Winter driving is no joke in general. Everyone needs to slow down and be sure to take the proper winter driving precautions, but if you drive a rideshare, your point-to-point driving makes you more vulnerable to getting in an accident than if you were simply driving to and from work. Add to this the dangers of driving in winter – not just snow, but colder months – and you have a situation that will quickly tell you if you’re an attentive enough driver or not. Here are some times for keeping yourself and your riders safe during the winter.

Snow Means Fewer Drivers

If you drive somewhere where snow is common during the winter, fewer drivers on the road can mean good and bad things. Of course, if the conditions are too dangerous to drive, don’t chance it just for a few bucks. If the conditions are such that other people are choosing you instead of driving themselves, then you have the possibility of a little extra cash. Fewer drivers does mean the snow may be piled up higher and more of a danger, so be sure to keep scrapers and other winter basics and emergency supplies in your trunk, including extra fluids for your car and a shovel and kitty litter in your trunk for getting unstuck from snow.

Drive Patiently

This is true year-round, but you should make sure to be extra careful not to rush if there’s a chance of hitting snow and/or ice and skidding out and possibly ending up in a ditch. If you have to be slow, be slow. Getting to your rider’s destination period is more important than getting there on time.

Know the Safest Roads

You should always be aware of the safest roads in your area, in case the snow and ice maintenance is better on some roads than others. Of course, you
want your riders to feel safe, as well, so be sure to communicate with them clearly if there’s a change in the route – make it clear to them that this is a proper, safe route to their destination so that they can feel comfortable in their ride with you.

Keep a Safe Distance

Along with driving slowly, making sure you’re further away from other cars than normal is critical to avoid hitting another car, since winter weather is going to make it slower and harder to brake on time.
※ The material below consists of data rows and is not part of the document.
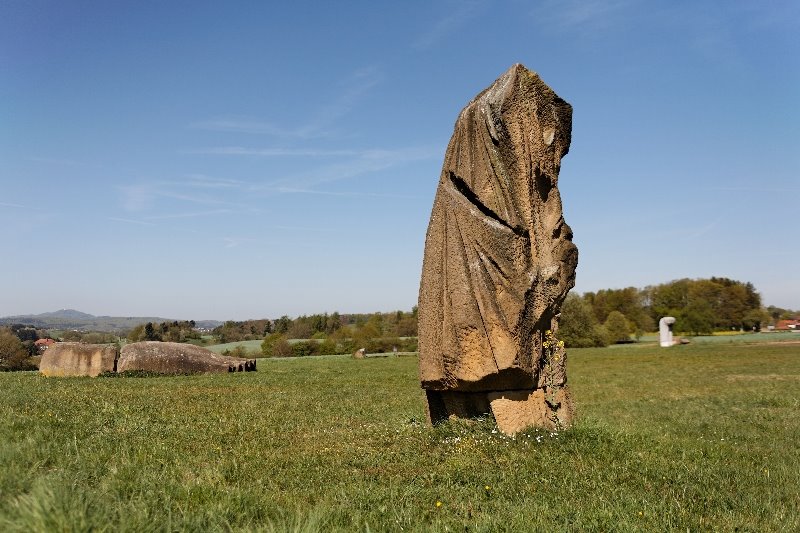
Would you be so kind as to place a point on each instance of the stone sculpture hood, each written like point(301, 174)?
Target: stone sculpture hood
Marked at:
point(499, 258)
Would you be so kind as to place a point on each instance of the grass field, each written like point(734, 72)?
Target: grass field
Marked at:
point(698, 437)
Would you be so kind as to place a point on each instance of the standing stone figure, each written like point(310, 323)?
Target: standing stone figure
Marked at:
point(499, 261)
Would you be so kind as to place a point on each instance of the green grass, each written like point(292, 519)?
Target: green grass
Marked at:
point(698, 437)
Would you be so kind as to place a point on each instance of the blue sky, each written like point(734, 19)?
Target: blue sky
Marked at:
point(233, 160)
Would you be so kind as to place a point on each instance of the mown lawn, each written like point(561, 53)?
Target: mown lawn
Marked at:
point(698, 437)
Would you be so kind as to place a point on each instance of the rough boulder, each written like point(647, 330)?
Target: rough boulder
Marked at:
point(178, 358)
point(78, 359)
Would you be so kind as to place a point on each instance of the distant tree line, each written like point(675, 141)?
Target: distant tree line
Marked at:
point(700, 306)
point(393, 324)
point(17, 347)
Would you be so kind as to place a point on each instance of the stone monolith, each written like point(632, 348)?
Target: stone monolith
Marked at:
point(499, 261)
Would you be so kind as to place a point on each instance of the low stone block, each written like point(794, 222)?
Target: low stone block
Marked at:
point(517, 410)
point(178, 358)
point(78, 359)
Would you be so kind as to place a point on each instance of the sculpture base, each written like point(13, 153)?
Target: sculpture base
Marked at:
point(513, 410)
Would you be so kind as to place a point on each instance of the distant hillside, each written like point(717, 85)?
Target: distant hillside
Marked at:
point(70, 319)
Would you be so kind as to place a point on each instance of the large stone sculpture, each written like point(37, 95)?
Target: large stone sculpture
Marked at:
point(499, 261)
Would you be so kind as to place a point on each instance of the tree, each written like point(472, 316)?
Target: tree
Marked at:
point(617, 327)
point(13, 355)
point(276, 345)
point(578, 327)
point(697, 318)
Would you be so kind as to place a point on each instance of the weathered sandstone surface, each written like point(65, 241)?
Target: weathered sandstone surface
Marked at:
point(178, 358)
point(78, 359)
point(499, 261)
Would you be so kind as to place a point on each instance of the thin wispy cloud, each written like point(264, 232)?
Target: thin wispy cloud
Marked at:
point(458, 16)
point(207, 182)
point(193, 214)
point(242, 125)
point(233, 242)
point(351, 194)
point(146, 196)
point(569, 14)
point(367, 162)
point(274, 152)
point(131, 221)
point(319, 123)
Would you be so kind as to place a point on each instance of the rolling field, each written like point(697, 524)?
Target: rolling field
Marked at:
point(698, 437)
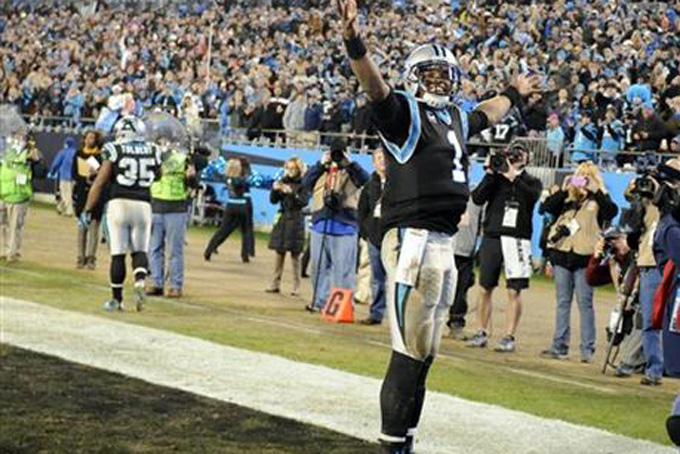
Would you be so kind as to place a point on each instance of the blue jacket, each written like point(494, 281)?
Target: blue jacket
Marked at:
point(63, 162)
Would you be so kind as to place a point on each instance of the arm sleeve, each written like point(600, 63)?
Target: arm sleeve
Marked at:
point(485, 189)
point(672, 244)
point(357, 174)
point(608, 208)
point(313, 174)
point(596, 274)
point(477, 122)
point(274, 196)
point(397, 119)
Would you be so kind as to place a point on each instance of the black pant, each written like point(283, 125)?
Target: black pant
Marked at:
point(235, 215)
point(250, 229)
point(466, 279)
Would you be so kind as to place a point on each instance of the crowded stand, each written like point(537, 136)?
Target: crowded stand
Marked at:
point(557, 100)
point(610, 69)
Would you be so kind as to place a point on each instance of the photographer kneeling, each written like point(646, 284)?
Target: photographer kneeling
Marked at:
point(334, 183)
point(615, 262)
point(644, 221)
point(581, 208)
point(510, 195)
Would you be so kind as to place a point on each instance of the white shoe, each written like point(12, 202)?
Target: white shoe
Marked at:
point(139, 297)
point(113, 305)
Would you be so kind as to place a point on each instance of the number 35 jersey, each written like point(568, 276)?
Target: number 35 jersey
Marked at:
point(135, 166)
point(427, 163)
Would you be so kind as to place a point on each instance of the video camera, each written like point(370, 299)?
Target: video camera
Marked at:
point(500, 160)
point(667, 195)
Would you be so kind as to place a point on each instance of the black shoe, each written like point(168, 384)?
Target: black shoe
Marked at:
point(154, 291)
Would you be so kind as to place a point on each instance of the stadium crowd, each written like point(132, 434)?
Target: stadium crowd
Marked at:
point(611, 70)
point(611, 82)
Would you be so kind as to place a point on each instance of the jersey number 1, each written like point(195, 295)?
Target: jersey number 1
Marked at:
point(458, 170)
point(135, 171)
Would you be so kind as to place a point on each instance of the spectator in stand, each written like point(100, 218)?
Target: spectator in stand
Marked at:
point(61, 170)
point(555, 140)
point(288, 234)
point(611, 137)
point(536, 113)
point(272, 117)
point(294, 116)
point(582, 208)
point(585, 140)
point(649, 130)
point(85, 167)
point(314, 112)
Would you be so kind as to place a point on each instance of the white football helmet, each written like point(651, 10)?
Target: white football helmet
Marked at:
point(428, 56)
point(129, 128)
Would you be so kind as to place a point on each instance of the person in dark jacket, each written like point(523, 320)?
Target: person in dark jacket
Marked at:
point(368, 213)
point(649, 131)
point(510, 198)
point(84, 170)
point(582, 208)
point(333, 184)
point(288, 234)
point(235, 213)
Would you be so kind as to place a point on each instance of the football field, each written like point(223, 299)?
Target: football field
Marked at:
point(226, 309)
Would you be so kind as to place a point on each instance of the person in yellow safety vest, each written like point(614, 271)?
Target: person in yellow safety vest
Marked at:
point(19, 165)
point(170, 203)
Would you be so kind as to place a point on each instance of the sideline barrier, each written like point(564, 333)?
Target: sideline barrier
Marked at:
point(268, 160)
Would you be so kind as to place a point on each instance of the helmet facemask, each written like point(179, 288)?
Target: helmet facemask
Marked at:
point(434, 83)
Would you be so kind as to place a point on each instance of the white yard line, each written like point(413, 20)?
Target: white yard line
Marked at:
point(338, 400)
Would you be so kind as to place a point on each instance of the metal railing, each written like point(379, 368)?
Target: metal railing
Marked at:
point(542, 157)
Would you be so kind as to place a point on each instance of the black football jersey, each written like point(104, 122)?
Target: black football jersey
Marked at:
point(135, 166)
point(504, 131)
point(427, 165)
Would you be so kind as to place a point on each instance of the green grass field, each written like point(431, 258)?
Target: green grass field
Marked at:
point(225, 303)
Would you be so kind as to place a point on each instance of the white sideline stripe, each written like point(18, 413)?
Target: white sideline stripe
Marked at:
point(291, 389)
point(311, 330)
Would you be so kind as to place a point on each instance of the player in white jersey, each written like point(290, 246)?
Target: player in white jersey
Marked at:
point(130, 167)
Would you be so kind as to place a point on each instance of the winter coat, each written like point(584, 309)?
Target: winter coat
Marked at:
point(288, 234)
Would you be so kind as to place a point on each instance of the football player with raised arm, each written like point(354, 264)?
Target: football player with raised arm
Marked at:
point(426, 192)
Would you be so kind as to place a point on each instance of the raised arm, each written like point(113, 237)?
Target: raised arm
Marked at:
point(362, 65)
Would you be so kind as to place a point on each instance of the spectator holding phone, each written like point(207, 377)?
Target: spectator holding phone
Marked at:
point(582, 208)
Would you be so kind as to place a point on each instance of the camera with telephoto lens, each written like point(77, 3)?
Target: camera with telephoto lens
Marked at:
point(500, 160)
point(561, 233)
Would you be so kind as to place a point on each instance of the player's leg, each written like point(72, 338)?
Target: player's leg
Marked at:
point(436, 284)
point(119, 237)
point(140, 232)
point(400, 387)
point(246, 247)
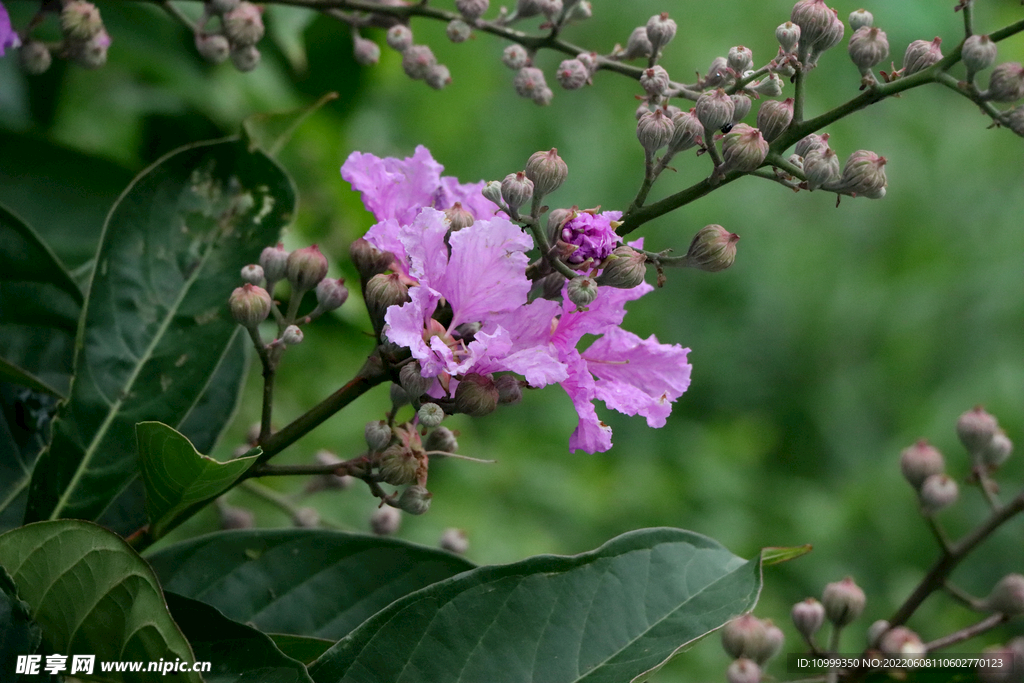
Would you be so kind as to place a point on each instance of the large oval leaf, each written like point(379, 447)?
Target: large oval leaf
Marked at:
point(156, 325)
point(302, 582)
point(90, 593)
point(611, 614)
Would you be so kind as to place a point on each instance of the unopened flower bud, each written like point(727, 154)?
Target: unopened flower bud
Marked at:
point(660, 31)
point(571, 74)
point(476, 395)
point(978, 53)
point(438, 77)
point(743, 636)
point(1008, 596)
point(860, 18)
point(441, 439)
point(385, 520)
point(712, 249)
point(378, 435)
point(740, 107)
point(770, 86)
point(331, 294)
point(821, 167)
point(868, 46)
point(921, 54)
point(920, 462)
point(808, 616)
point(515, 56)
point(743, 148)
point(291, 336)
point(844, 601)
point(638, 44)
point(996, 451)
point(814, 18)
point(458, 31)
point(305, 267)
point(398, 37)
point(687, 131)
point(715, 110)
point(742, 671)
point(244, 25)
point(34, 56)
point(774, 117)
point(654, 81)
point(306, 518)
point(455, 541)
point(805, 144)
point(246, 57)
point(547, 171)
point(430, 415)
point(625, 268)
point(366, 52)
point(213, 47)
point(975, 429)
point(415, 500)
point(740, 58)
point(528, 82)
point(787, 36)
point(1006, 83)
point(901, 642)
point(863, 175)
point(937, 492)
point(654, 130)
point(250, 305)
point(80, 20)
point(516, 189)
point(582, 291)
point(417, 60)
You should make sure you know your own car well, and if you know you aren’t a great winter driver, you should avoid taking fares until you’re more skilled at it. Also, if you’re driving with Lyft, Uber, or both, you should know their safety standards in addition to your own personal ones.

Be Prepared

Your emergency kit should contain provisions like food and water in case of the worst possible winter emergency, but you should also make sure your car has been properly maintained to avoid accidents or breakdowns in the winter. If you need snow tires or chains, make sure they are installed and maintained before heading out.